淮南王在朝上肃立,也不再是之前那副打盹的样子了,但是不知道是有意还是无意陈煜对几个前朝降臣的申斥没有影响到他的身上,还是说当今是准备着最后再找他?
“燕王,诚王,今天下午的行程都已经安排好了吗?”絮叨了一些琐事之后,陈煜突然转向两个儿子,这两个儿子在府中便互相看不惯,这次去北大营,若是不出什么乱子才有鬼。
“回父皇,一切已经准备妥当。”陈笒陈诚并肩而立,陈笒身形便已经算是男子中高挑的,陈诚却明显比他高壮上一些,而陈诚比陈笒还要小上一岁。
“北大营苦寒,一切要听崇元帅的安排。”陈煜看看两人,想了想“且不可因为一时之气,造成什么不可挽回的后果。你们可明白?”
“儿臣遵命!”两人的回应响彻大殿,似乎就连回话也是在较劲一般。
“嗯”陈煜点点头,一边的周成吉见时机差不多了,扯着嗓子喊了一声退朝,百官跪拜。陈煜的身形消失后,陈诚走到易容成燕王的沈青旁边“听说这次燕王出发,只带着宇文昌,不若将你手下的沈青和司空翔借给我一用?”

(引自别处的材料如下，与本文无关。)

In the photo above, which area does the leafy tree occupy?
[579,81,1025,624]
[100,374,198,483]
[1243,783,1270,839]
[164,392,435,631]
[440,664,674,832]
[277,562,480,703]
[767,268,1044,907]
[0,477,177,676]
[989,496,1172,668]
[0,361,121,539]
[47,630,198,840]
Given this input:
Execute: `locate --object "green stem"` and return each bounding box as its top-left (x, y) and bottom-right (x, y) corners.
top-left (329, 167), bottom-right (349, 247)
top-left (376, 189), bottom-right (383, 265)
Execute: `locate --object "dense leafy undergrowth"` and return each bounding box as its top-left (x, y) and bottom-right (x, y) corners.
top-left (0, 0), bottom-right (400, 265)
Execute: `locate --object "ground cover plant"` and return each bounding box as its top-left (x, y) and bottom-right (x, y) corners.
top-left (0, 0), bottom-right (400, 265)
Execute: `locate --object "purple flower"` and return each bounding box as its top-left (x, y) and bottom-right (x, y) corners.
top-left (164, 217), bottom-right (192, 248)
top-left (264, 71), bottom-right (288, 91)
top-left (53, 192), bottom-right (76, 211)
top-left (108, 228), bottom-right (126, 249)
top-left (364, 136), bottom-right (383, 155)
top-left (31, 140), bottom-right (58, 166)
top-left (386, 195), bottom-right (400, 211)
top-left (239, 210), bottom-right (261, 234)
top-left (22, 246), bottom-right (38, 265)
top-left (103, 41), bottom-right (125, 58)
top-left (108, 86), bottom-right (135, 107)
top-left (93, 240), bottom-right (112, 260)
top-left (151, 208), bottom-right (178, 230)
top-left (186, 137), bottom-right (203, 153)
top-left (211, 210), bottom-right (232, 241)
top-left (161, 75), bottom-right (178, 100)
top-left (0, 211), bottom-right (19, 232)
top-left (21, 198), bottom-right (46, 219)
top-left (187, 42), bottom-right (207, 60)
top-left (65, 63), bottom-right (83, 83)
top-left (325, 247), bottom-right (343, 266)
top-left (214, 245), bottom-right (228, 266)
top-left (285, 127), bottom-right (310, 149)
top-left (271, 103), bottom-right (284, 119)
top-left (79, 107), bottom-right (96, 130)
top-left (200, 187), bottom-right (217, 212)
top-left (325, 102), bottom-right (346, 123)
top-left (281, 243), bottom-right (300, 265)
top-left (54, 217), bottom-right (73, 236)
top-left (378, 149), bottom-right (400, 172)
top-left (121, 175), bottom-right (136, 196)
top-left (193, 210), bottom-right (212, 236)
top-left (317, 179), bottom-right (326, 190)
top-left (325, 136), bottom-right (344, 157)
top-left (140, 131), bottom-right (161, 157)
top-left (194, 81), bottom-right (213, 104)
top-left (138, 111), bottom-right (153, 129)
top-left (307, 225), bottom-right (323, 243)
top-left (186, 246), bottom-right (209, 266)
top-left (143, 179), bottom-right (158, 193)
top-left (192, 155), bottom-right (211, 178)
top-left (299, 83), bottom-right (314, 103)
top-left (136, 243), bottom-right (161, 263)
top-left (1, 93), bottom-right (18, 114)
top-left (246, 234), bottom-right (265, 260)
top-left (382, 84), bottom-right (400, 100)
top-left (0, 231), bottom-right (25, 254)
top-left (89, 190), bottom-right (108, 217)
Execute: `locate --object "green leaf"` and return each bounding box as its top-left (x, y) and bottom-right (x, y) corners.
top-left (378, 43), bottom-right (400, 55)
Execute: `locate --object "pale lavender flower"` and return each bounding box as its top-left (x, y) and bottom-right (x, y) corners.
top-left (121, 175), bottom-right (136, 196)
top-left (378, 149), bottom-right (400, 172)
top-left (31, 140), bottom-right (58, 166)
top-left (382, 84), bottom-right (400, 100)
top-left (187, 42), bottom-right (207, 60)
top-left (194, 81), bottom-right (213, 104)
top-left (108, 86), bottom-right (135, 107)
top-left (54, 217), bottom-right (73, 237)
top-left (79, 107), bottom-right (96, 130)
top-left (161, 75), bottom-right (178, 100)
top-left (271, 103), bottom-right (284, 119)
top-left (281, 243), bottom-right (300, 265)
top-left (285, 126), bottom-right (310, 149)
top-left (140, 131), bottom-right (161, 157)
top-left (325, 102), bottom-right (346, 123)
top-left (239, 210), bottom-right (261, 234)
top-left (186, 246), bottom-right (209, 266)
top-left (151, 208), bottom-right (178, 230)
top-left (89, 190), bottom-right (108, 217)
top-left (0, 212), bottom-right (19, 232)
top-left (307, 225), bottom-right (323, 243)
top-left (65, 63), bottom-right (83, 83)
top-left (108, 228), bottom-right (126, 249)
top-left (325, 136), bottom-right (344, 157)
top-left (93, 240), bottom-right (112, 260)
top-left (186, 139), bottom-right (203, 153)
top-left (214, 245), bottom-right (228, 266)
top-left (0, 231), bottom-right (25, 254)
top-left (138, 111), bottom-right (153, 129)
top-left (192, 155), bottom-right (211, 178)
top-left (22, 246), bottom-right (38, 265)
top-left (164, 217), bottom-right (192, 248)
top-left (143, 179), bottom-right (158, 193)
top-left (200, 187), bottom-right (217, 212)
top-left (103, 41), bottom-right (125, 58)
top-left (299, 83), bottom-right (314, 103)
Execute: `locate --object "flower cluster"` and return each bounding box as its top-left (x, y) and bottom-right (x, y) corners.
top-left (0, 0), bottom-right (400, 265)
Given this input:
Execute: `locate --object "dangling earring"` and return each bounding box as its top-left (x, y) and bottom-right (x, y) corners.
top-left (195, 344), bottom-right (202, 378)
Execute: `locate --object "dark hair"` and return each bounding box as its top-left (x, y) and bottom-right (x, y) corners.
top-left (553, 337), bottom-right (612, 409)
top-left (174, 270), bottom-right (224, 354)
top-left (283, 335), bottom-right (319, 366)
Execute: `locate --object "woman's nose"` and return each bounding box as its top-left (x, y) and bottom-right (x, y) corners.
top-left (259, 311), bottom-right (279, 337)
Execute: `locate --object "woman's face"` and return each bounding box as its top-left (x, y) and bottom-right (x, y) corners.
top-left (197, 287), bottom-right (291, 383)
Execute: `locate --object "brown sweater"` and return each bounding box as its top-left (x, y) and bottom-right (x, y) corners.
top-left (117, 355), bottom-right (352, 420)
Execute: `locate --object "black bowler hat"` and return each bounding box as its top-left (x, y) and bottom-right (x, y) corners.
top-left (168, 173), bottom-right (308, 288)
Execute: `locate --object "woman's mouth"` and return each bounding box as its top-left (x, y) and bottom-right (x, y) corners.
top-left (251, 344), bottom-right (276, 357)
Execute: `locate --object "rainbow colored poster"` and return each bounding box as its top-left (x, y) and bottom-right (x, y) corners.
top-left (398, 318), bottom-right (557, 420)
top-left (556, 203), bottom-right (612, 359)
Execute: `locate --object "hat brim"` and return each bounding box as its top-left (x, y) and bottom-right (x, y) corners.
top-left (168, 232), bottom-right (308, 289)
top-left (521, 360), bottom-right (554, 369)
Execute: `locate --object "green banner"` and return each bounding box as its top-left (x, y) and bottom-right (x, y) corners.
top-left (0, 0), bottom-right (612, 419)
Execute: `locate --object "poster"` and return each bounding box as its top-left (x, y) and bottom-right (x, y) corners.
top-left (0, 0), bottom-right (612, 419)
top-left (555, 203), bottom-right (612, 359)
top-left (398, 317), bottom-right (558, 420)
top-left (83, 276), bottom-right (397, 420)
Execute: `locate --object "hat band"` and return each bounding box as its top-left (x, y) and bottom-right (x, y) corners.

“怎么,还没有到兵营,诚王殿下便开始讨要人手了吗?”沈青眼角轻扬,神情中充满了不屑。“想要人手,你便自己去说吧,若是你能说动,本王必当允下。”甩甩袖子,沈青大步出了殿门。陈诚在后面冷哼一声,周围的朝臣不知道这二位王爷突然玩的是什么把戏,面面相觑不敢上前言语。
第 15 章
回到王府,陈诚挥退屋里的侍女。“你说老四到哪去了。”一边的管家不说话,只将酒坛子放在桌上。“下午便要出发了,他不回来让沈青替算是怎么回事。”
管家低头“燕王从来没有错过这种事情的,保不齐下午就回来了。”
“我在下朝后问了沈青,他也不知道老四什么时候回来。”陈诚瞥了一眼门口,“一会儿太子就过来了,你先去准备我的行装吧。顺便把盔甲拿来。”
管家知道自己在这还帮不上什么,便躬身退开。陈诚摆弄着桌上的酒坛,自十年前他发现四哥在利用另一个身份经营势力开始,陈七这个身份做什么事也从未向他隐瞒过,但是几年前,江湖上陈七其人的行踪越来越隐秘。到现在,这是四哥第一次让沈青代他出征。毕竟这次和以往四哥自己去边关不同,他们这次是带着人走的。出发前的祭天礼已经早筹备了,要是沈青在这上面出什么错误,后果不敢想象。
门口传来声响,陈诚冷笑,来的还真是快,四哥未免高看太子了。侍女进入,太子陈乾看看自斟自饮的陈诚面带微笑“六弟即将出征,怎的现在喝起酒来?”
“想到下午礼典,我就一阵头痛,北大营并不是缺少人手,我们这次也不是出征不过是防御,怎么还带着这许多的兵马。”陈诚状似不耐的咂咂嘴,然后等着太子开口。
“六弟有所不知,那匈奴在前朝将灭之时曾经意图在北方进攻,幸而有崇元帅在北大营驻守,但是匈奴的凶猛也让北大营元气大伤。事实上这几年一直有不少兵士秘密转移到北大营以填充人手,故而才保的一方安宁。”太子浅笑“六弟和四弟这次去北大营,一是为了安定北大营军心,二是为了,给匈奴一边一些压力。让他们不敢擅动。”
太子的话没有说全,陈诚面色如常,心中窃笑,这太子意图一箭三雕,且看吧,当太子的底牌一点点暴露的时候,就是他们要反击的时候。
“如此说来,这北大营的形势不甚稳定?”陈诚放下酒杯,斜眼看着太子,“太子哥协助父皇处理政务,想来还知道些别的吧。不妨透露一二,也好让我这做弟弟的心里有个准备。”陈乾抚掌,“自然,自然。”
直至午时,太子方从诚王府中出来,出门时看见管家拿着的甲胄,眼中闪过得色。“恭送太子殿下!”
“嗯。你家主子马上便要出征,诚王府中尚无主母,这府内就要劳动管家了。”太子嘱咐一番,便上了门外的马车。
屋内,管家看见地面上的碎片,心中感叹,“王爷,你这杯子碎的可真是时候,要是太子再晚走半步……”
“真不愧是郑管事教导出来的,想的真多。”陈诚从桌下取出纸笔,沾着桌上剩下的酒水书写。这酒水比之水略稠,陈诚下笔极快,书写完毕便用内力烘干,若要看清纸上写的什么,只需要炙烤一番字迹自现。
“那,交给你师傅,顺便让他再教训你一番,不认随主的家伙。”陈诚换上甲胄,整理着自己的形容。